Sabizabulin for metastatic castration-resistant prostate cancer clears phase early trial

The oral cytoskeleton disruptor sabizabulin shows antitumour activity in men with metastatic castration-resistant prostate cancer (mCRPC), while having a favourable safety profile, as shown in the results of a phase Ib/II trial.

A total of 39 mCRPC patients treated with one or more androgen receptor–targeting agents were included in the phase Ib segment, which applied a 3+3 design with escalating daily oral doses of 4.5–81 mg and increasing schedule. Prior taxane chemotherapy was permitted. The phase II segment examined a daily dose of 63 mg in 41 patients with no prior chemotherapy.

Researchers assessed efficacy was assessed using the Prostate Cancer Working Group 3 (PCWG3) and Response Evaluation Criteria in Solid Tumours (RECIST) 1.1 criteria.

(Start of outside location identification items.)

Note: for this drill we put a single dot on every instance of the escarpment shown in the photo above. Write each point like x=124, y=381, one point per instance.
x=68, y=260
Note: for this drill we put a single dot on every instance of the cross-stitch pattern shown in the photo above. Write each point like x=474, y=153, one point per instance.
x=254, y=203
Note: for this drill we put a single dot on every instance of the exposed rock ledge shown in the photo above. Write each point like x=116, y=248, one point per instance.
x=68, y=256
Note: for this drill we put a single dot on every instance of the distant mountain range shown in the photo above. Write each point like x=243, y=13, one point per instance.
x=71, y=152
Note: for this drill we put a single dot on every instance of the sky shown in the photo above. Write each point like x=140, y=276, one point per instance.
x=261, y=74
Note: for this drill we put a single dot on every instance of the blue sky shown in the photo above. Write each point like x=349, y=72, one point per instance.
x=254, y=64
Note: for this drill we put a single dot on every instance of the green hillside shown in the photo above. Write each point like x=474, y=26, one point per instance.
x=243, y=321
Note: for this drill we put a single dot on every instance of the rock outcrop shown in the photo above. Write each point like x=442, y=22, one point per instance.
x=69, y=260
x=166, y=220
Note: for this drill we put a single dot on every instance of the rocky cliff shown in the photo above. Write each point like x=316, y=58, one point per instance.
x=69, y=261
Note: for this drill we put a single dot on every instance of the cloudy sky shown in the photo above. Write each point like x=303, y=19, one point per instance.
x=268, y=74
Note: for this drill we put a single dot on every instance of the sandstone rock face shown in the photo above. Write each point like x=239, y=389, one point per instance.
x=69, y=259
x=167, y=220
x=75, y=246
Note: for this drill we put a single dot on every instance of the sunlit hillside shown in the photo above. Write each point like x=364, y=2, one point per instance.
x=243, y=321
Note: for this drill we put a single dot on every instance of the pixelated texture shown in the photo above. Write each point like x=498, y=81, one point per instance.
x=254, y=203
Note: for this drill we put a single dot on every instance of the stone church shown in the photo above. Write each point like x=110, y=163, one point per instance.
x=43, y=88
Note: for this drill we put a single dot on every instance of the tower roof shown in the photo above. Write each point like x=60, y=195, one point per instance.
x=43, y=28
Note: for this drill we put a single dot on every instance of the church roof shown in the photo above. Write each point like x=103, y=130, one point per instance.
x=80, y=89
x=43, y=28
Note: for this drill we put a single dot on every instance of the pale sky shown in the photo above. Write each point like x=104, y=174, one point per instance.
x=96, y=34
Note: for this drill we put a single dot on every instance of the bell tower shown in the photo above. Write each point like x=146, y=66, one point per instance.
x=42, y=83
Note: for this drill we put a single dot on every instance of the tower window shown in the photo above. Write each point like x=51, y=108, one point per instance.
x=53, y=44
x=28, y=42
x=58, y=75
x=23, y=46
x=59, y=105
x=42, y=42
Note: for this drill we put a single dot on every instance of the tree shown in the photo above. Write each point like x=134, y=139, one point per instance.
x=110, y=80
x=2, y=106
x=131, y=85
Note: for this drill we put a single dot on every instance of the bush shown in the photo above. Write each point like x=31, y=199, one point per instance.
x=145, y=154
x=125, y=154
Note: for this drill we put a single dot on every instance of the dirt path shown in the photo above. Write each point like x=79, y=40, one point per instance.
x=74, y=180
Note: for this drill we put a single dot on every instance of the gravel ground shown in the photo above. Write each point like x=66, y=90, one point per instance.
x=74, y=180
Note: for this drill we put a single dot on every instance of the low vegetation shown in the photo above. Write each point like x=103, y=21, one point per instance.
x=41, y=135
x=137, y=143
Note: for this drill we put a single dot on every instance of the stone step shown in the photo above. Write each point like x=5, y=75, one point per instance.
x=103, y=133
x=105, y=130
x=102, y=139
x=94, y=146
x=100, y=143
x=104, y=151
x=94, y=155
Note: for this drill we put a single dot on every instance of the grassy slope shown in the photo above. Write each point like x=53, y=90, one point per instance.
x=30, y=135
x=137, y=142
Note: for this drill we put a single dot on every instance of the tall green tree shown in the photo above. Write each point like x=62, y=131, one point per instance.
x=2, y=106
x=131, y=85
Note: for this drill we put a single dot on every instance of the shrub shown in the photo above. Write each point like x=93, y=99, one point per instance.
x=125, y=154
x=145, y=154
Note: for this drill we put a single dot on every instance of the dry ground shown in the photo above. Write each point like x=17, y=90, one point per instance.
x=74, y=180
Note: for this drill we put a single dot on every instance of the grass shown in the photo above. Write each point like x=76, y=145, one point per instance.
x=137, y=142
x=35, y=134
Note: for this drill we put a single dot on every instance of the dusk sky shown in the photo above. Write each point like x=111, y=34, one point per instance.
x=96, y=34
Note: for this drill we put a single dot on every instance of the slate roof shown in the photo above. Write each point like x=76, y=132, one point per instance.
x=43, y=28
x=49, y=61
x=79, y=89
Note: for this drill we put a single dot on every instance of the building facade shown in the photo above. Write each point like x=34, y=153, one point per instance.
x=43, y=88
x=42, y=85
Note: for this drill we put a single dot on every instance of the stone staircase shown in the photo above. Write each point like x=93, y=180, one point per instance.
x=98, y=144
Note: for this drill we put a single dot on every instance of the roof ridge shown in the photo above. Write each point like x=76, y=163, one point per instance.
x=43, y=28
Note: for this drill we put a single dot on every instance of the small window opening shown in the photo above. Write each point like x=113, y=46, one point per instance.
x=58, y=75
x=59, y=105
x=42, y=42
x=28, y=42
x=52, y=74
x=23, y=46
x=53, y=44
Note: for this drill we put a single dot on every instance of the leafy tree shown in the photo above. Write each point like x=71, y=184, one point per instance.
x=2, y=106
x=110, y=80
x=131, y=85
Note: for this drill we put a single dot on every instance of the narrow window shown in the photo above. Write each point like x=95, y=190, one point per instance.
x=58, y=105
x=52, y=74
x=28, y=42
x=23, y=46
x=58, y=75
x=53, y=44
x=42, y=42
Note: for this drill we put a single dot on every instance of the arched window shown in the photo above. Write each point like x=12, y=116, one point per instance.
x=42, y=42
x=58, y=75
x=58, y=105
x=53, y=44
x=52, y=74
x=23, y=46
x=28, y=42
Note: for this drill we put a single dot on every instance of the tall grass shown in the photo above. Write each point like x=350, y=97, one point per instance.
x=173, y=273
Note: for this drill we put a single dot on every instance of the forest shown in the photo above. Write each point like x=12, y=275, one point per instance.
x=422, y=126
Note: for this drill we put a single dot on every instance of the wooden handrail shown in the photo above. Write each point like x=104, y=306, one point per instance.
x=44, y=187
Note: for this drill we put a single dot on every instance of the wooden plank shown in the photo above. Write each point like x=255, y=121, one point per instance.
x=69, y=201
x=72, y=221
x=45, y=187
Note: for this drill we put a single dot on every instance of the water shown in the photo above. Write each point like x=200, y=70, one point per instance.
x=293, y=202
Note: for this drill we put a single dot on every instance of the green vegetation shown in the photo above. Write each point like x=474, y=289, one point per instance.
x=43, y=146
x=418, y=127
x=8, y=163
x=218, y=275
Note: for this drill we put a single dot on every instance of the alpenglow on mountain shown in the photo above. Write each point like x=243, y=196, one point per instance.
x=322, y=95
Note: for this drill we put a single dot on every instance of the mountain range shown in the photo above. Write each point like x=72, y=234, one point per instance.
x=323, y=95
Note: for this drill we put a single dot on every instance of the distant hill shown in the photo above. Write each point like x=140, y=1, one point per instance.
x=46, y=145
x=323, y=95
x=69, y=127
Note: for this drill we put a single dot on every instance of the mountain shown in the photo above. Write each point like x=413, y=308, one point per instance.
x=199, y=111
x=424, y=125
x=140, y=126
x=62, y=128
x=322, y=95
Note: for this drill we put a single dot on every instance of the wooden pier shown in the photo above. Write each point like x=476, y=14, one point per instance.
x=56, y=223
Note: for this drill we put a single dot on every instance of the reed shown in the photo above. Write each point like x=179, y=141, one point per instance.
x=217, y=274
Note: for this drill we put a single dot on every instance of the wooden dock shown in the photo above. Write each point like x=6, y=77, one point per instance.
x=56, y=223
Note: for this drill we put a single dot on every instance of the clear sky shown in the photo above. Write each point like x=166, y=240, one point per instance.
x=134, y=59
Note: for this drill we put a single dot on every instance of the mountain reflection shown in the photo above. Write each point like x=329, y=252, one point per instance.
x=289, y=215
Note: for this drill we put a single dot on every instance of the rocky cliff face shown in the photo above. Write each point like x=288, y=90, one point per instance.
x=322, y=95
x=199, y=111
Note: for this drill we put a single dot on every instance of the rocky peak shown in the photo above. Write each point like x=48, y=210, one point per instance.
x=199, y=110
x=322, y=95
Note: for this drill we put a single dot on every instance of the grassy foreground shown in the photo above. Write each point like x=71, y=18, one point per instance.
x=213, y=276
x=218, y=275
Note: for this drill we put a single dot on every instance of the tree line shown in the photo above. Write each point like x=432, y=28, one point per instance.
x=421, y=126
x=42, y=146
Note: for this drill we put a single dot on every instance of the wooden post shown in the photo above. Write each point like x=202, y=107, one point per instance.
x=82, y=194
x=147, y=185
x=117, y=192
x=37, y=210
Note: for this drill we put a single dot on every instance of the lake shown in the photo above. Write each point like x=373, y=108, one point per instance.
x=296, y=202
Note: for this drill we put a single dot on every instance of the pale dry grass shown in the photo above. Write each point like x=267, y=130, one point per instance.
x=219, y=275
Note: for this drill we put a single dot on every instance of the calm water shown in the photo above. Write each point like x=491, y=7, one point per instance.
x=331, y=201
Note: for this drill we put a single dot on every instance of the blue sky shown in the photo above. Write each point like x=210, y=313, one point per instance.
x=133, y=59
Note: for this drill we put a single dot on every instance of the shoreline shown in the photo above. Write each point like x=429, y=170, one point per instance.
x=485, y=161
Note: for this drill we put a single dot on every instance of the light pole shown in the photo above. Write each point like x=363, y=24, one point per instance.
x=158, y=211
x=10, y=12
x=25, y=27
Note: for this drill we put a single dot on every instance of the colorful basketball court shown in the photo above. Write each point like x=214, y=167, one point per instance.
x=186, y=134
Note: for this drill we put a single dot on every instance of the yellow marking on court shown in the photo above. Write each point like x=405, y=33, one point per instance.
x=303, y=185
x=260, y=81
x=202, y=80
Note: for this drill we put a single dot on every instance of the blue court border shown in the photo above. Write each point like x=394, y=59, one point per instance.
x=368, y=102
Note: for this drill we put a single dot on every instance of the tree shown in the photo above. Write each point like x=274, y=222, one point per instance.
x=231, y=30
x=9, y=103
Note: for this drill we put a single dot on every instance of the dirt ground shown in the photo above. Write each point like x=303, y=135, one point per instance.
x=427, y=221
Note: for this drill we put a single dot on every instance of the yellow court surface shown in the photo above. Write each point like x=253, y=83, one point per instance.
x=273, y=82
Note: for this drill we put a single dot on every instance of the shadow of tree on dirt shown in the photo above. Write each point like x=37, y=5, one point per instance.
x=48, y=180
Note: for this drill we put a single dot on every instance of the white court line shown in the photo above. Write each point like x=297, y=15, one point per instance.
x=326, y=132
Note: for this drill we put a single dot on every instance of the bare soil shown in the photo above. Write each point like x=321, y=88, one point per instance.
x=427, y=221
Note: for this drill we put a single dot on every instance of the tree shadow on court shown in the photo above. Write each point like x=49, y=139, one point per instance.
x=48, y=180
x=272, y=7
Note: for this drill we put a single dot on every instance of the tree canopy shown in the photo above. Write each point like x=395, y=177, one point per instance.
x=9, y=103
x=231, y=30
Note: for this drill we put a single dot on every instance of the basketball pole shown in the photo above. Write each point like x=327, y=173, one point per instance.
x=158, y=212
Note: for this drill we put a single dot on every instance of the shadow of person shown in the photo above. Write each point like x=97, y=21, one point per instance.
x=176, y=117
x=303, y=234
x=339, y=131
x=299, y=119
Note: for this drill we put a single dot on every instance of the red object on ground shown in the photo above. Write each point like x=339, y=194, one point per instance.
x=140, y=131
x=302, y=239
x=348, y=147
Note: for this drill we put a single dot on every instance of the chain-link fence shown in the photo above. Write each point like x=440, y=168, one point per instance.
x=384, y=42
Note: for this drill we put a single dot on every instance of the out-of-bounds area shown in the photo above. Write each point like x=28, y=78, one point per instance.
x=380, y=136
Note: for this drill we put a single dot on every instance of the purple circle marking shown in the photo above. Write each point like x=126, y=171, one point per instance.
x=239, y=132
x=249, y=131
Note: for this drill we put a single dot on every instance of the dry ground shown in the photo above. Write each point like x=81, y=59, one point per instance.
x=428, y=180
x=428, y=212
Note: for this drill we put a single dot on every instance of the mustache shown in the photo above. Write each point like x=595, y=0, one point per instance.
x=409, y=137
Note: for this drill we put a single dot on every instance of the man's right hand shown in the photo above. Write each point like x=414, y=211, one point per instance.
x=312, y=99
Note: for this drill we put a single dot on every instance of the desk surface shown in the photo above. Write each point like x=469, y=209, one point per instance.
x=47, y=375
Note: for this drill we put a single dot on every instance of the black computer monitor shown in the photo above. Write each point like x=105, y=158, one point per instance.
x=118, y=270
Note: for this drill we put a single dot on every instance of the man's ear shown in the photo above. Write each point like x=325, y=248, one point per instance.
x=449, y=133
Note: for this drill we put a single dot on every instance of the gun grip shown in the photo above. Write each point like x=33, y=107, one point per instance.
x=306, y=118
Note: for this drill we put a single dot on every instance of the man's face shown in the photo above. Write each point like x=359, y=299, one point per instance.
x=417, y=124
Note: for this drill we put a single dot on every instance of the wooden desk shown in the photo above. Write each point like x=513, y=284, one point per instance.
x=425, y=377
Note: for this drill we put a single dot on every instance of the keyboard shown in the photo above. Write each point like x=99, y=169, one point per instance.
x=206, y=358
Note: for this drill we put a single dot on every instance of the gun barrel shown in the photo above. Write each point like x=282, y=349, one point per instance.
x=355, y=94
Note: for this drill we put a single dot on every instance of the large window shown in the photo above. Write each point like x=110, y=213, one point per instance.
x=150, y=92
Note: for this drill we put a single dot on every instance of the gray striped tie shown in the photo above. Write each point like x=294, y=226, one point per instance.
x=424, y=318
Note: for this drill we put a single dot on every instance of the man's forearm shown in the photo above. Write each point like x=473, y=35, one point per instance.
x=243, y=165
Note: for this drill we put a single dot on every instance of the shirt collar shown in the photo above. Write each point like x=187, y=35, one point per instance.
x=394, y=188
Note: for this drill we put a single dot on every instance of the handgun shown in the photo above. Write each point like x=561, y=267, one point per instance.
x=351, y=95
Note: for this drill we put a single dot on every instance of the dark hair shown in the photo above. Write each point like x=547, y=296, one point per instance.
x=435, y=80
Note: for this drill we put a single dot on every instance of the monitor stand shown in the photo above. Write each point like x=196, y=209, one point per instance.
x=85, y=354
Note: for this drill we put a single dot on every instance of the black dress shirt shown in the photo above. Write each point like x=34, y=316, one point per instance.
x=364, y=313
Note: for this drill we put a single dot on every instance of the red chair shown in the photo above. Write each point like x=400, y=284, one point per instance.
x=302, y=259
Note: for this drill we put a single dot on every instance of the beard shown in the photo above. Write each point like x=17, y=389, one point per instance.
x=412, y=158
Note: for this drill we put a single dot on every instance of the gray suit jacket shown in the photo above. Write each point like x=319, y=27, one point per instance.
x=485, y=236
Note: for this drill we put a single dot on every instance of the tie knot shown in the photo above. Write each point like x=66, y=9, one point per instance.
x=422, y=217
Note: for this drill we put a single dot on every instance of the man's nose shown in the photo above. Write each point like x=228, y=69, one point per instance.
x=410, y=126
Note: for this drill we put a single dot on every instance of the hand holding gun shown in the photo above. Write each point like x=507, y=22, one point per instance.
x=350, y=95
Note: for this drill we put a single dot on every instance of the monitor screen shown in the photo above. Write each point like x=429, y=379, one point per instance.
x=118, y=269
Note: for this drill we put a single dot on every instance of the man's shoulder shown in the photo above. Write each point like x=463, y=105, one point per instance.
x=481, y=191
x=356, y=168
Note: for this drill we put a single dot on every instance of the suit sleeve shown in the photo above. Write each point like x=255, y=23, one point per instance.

The maximal tolerated dose (MTD) was not defined in the phase Ib, while the recommended phase II dose was set at 63 mg/day. The most common adverse events (AEs; >10 percent frequency) with the 63 mg oral daily dosing (combined phase Ib/II data) were predominantly grade 1–2 events.

Grade ≥3 events included diarrhoea (7.4 percent), fatigue (5.6 percent), and alanine aminotransferase/aspartate aminotransferase elevations (5.6 percent and 3.7 percent, respectively). None of the patients developed neurotoxicity and neutropaenia.

Preliminary efficacy data was obtained in the group of patients treated with ≥1 continuous cycle of ≥63 mg. Objective response was seen in six out of 29 (20.7 percent) patients with measurable disease (one complete, five partial). Prostate-specific antigen levels declined in 14 out of 48 (29.2 percent) patients.

The Kaplan–Meier median radiographic progression-free survival was 11.4 months (n=55), with durable responses lasting >2.75 years.

The findings support the ongoing phase III VERACITY trial of sabizabulin in men with mCRPC.